Synthetic Programming
Problem
High level scripting languages are so far removed from the hardware
that they are unable to take direct advantage of processor features.
Many scientific and engineering tasks have simple, direct mappings to
hardware resources that can result in large performance increases.
But, utilizing these requires an intermediate language increasing the
size (and thus complexity) of the tool-chain required to perform a
task.
Study
In this thesis, we will study the use of runtime-generated instruction
sequences for streaming data problems. In our
pilot study
for this
project, we developed a Python-based in-line instruction stream
generator for the PowerPC and AltiVec instruction set architectures
(ISAs) that conforms to the OS X application binary interface (ABI).
Using this system, we implemented a set of abstractions for
representing and manipulating bit vectors. Using these, we
implemented a sample application that compares a collection of
chemical compound bit vectors using an AltiVec-enhanced
Jaccard/Tanimito kernel. The runtime generated code was able to
attain a 50% performance increase over (non-AltiVec, but -O3 compiled)
C++ code.
To continue this project, we will explore different abstractions for
representing and combining data, resource, and algorithmic components
to form fast and efficient instruction streams based on available
runtime information. Using these abstractions, developers can gain
direct control over computation resources from high level scripting
languages.
The following is a list of execution-level abstractions to
explore:
- Multi-level Parallelism (Distributed -> SMP -> SIMD -> Sequential)

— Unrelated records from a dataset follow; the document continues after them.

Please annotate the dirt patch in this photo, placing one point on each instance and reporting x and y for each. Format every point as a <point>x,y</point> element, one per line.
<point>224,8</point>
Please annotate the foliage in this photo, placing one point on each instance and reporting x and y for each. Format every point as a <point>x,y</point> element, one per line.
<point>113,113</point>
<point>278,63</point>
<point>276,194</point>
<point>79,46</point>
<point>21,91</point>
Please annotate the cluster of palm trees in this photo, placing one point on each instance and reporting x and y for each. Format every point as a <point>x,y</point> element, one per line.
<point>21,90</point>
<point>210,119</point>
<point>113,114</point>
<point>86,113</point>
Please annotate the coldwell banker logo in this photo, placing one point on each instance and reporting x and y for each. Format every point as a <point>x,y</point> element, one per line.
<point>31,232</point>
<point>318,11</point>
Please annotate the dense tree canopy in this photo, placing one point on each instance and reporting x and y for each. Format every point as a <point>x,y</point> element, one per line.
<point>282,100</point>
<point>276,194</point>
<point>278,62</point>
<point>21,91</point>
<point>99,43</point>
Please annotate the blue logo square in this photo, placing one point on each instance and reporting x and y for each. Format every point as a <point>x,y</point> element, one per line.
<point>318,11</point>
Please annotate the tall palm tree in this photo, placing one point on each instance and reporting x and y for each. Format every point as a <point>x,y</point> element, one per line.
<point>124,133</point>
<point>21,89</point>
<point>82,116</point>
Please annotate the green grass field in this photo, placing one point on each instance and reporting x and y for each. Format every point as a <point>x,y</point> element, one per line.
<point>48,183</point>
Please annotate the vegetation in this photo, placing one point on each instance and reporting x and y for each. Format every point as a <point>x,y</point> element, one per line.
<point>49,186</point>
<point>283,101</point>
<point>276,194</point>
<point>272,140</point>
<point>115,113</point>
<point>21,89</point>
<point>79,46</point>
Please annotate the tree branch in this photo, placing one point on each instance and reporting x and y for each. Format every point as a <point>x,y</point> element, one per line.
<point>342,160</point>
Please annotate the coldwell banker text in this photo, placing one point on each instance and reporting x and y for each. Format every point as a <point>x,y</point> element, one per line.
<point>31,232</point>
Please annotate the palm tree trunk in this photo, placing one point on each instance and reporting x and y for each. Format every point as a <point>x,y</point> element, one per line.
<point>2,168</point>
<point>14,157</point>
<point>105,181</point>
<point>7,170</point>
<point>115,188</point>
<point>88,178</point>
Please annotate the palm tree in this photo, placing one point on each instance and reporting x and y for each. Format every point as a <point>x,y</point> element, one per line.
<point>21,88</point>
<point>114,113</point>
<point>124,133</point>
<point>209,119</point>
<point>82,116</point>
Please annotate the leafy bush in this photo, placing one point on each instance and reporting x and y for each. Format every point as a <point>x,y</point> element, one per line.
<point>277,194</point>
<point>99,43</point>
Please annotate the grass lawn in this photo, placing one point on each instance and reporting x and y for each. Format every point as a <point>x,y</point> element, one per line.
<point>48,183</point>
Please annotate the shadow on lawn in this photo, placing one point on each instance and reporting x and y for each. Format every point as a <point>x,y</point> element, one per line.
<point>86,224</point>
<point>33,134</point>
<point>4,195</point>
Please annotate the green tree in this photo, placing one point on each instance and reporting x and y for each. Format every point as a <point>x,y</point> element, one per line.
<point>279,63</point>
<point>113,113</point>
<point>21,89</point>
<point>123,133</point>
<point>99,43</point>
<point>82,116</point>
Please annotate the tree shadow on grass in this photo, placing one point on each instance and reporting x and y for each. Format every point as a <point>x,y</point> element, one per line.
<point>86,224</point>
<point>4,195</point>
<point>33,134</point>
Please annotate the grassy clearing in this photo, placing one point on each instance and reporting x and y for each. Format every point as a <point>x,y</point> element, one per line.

- Pipelined execution (e.g., fusion/fission, out-of-core)
- Traditional compiler optimizations (loop fusion/fission/unrolling, etc)

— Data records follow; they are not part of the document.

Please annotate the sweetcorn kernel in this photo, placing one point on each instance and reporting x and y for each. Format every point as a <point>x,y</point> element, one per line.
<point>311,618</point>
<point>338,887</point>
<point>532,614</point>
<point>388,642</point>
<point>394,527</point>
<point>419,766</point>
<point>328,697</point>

- Event/Feedback primitives
- Platform independent (high level building blocks)
- Platform dependent (low level primitives)
- PowerPC/AltiVec
- IA-32/SSE
- PowerPC/Cell
- GPU
Research Plan
- Implement IA-32 engine
- Implement ABI callback system
- Identify common data types and algorithms for compounds and genes
- Identify common optimizations for algorithms
- Decompose into synthetic components
- Compare compiled and interpreted implementations against synthetic implementations
- Compare platform implementations (PPC vs. IA-32)

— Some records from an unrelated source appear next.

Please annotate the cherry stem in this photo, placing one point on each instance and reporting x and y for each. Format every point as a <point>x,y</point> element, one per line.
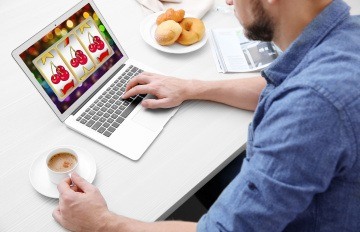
<point>90,35</point>
<point>52,65</point>
<point>72,49</point>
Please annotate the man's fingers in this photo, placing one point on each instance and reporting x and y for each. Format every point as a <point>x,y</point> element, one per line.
<point>57,215</point>
<point>81,182</point>
<point>141,79</point>
<point>64,185</point>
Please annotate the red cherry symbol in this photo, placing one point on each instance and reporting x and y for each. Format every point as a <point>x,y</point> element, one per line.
<point>100,45</point>
<point>74,62</point>
<point>62,72</point>
<point>82,59</point>
<point>96,38</point>
<point>55,78</point>
<point>78,53</point>
<point>92,48</point>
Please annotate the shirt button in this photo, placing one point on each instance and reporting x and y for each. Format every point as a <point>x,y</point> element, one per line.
<point>252,186</point>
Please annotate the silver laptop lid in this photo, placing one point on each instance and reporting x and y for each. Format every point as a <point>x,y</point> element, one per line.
<point>71,58</point>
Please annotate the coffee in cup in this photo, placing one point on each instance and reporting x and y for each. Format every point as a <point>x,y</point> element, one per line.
<point>61,162</point>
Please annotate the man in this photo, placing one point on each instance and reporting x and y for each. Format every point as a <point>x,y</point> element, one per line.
<point>302,167</point>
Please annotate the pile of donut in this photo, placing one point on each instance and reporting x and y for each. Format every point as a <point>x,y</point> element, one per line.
<point>173,27</point>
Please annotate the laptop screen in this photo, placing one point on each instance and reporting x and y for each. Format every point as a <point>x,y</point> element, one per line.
<point>68,60</point>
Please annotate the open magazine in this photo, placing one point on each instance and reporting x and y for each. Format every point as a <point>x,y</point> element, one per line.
<point>233,52</point>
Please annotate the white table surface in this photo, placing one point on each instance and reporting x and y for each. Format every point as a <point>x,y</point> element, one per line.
<point>199,140</point>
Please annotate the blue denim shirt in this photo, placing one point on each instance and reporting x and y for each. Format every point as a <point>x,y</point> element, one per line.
<point>302,170</point>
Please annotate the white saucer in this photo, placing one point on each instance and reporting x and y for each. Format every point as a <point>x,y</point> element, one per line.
<point>39,177</point>
<point>147,31</point>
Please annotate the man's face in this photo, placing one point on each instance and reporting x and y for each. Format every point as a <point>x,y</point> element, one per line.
<point>253,17</point>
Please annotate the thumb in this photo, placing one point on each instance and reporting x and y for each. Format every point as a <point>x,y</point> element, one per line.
<point>81,182</point>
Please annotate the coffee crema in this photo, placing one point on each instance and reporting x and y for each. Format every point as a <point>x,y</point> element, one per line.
<point>62,162</point>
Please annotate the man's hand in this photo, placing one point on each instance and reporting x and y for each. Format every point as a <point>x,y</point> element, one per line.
<point>81,206</point>
<point>170,91</point>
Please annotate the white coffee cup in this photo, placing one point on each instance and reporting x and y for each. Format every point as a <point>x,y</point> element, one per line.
<point>56,176</point>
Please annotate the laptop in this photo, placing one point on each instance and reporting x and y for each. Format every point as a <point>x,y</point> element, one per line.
<point>80,69</point>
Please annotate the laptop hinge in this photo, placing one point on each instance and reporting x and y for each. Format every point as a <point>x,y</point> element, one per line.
<point>100,87</point>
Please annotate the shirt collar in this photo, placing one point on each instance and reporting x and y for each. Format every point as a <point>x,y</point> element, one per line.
<point>312,35</point>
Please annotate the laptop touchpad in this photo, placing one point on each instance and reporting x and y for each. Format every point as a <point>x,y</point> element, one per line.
<point>153,119</point>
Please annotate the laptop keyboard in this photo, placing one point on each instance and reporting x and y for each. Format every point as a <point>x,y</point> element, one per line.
<point>108,111</point>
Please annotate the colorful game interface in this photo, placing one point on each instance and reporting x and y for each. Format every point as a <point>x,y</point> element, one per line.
<point>71,58</point>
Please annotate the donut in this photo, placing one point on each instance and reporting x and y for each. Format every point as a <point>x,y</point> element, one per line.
<point>193,30</point>
<point>167,32</point>
<point>171,14</point>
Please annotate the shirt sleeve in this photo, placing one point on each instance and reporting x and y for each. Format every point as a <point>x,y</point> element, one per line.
<point>297,149</point>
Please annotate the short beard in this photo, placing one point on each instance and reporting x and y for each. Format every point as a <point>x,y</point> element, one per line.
<point>263,27</point>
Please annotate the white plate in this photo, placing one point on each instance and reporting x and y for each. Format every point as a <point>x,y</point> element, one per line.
<point>147,30</point>
<point>39,177</point>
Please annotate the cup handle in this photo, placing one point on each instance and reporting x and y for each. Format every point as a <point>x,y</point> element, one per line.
<point>72,183</point>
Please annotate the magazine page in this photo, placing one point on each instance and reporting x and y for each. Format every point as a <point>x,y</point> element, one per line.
<point>233,52</point>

- GUI abstractions for building up algorithms
- Explore applicability to non-PPC/Intel processors (GPU, Cell, etc)
Chem/Bio application
Raw data processing and graph construction/integration:
- Data stats
- Data clustering
- Graph/database construction
- Queries
- Image processing (micro-array)
- Signal processing (HPLC/Mass Spec)
Optimized visualization pipelines (ala CoreImage).
Related Work
- Meta/Generative programming systems (DyC, et. al.)
- Just-in-time compilers
- Python: PyASM, cytpes
- Compiler infrastructure projects
Risks
Potentially large body of related work that may be missed.